Why? Because the mean is set to zero. And the standard deviation is 15. And measuring 65 from the mean, you get one standard deviation away.
So something that's right at the mean is going to be zero. Something that's one standard deviation will be one. Something that's one standard deviation in the other direction will be negative one.
And so everything will be scaled to a normal distribution right around the value zero. And it's really what we're looking at now is a measurement of standard deviation, not the measurement of, you know, exactly how much horsepower. Now the model can look at how are things different from each other? How are things different from the average? If the horsepower is a lot greater than the average, that'll tell you a lot more than saying the horsepower is 50, which would actually be very low.
So that's what we're doing with standard scaler. Let's make it happen. We're going to create a standard scaler.

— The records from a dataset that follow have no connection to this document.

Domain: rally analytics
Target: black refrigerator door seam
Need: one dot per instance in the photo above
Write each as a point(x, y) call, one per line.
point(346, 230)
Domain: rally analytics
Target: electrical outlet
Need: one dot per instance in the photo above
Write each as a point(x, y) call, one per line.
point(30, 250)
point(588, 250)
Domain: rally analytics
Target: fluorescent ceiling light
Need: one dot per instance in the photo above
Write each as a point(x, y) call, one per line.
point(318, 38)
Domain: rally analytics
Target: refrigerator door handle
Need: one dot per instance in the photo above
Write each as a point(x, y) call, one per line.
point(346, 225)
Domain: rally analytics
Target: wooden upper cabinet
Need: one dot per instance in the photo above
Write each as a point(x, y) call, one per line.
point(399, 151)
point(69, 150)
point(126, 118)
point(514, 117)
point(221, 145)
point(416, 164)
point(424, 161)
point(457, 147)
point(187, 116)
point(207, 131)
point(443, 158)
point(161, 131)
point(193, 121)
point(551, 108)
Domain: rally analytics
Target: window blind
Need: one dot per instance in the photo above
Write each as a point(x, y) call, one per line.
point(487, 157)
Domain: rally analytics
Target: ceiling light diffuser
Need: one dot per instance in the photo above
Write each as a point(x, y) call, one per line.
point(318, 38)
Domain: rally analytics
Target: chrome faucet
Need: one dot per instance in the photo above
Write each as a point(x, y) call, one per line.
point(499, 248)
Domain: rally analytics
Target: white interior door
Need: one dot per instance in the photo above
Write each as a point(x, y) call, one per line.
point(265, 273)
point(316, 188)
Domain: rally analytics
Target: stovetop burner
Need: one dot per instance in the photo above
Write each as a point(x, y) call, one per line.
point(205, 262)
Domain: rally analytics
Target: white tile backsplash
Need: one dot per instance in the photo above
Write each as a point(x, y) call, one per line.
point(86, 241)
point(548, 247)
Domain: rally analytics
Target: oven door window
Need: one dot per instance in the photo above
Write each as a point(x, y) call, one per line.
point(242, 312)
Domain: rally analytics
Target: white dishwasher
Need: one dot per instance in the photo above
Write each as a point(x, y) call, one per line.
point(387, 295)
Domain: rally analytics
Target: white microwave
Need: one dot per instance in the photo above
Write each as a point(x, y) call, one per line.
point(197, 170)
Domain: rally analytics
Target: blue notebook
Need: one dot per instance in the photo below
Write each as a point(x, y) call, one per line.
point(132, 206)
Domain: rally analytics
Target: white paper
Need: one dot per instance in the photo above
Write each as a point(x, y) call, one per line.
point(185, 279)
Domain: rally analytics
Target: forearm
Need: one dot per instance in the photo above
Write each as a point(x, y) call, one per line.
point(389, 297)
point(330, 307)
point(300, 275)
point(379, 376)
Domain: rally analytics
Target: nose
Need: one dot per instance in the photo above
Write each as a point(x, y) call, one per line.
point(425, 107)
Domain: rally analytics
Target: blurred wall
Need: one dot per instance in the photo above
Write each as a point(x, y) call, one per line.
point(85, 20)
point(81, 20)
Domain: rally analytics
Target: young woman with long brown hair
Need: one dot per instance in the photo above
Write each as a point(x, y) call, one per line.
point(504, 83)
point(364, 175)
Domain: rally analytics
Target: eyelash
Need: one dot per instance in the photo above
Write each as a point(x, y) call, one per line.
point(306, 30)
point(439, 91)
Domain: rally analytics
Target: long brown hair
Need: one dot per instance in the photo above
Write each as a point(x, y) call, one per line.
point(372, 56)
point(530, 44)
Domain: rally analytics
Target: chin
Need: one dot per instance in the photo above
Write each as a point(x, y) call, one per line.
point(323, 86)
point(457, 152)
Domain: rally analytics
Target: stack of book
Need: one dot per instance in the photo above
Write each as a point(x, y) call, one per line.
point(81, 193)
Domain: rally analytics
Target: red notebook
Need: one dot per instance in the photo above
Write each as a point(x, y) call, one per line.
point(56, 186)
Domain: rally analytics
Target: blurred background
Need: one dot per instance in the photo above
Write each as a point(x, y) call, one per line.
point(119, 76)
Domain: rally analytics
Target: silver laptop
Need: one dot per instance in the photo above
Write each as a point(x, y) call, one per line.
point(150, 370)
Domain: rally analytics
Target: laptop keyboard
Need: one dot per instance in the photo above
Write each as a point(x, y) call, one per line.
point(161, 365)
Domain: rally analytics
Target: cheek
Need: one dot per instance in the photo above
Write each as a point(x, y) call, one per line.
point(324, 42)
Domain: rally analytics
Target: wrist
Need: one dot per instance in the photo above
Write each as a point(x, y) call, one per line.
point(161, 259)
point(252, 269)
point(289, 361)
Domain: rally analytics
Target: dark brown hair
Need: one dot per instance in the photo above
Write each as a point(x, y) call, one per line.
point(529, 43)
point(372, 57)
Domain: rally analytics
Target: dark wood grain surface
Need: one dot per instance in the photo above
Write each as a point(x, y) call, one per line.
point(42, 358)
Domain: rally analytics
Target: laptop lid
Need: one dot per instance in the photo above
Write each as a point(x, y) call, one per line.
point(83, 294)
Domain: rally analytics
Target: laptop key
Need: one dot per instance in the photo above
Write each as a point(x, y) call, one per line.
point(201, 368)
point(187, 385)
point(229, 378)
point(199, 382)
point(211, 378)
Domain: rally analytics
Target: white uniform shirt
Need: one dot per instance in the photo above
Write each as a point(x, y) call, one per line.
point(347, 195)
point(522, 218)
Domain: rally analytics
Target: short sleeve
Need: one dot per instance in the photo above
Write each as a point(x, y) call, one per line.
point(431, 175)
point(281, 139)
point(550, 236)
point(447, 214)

And we're basically just using the library from scikit-learn, standard scaler library, which we already imported. We're going to call it sc. That's the standard name for this.
And now that we've got this sc, and let me run that. Don't forget to run your block. What we're going to do is run its fit transform value.
And the fit transform, that function, that method will take its data and scale it down. If we do sc.fit transform the X train data, well, then that will return a scaled version of it. We need to say like, okay, X train data is now the scale to transform version.
And we'll do the same thing for X test. We don't need to do it to Y because the model is looking to get the answer that's Y. It's not looking at what the input is of Y. So let's take a look at these values. X train is now just a list of three, sets of three values.
Just a list of these little lists that is each one three values. And this is how far away from the mean this column was. This is how far away from the mean this column was.
This is how far away from the mean this column was. And the same here. And this is all, again, this is all the, now that we've made it into like proper computer numbers, devoid of any context, devoid of their, of their original scale.
Now, now it's ready for the computer, right? It doesn't, it doesn't care about what a fuel efficiency is. It doesn't know what that is. It can't calculate it.
I don't think I can calculate it, but it knows, hey, if you've given these three numbers, it should give you this Y value. So look for patterns. That's what we're going to tell it.
Okay. Next, we're actually going to train our model.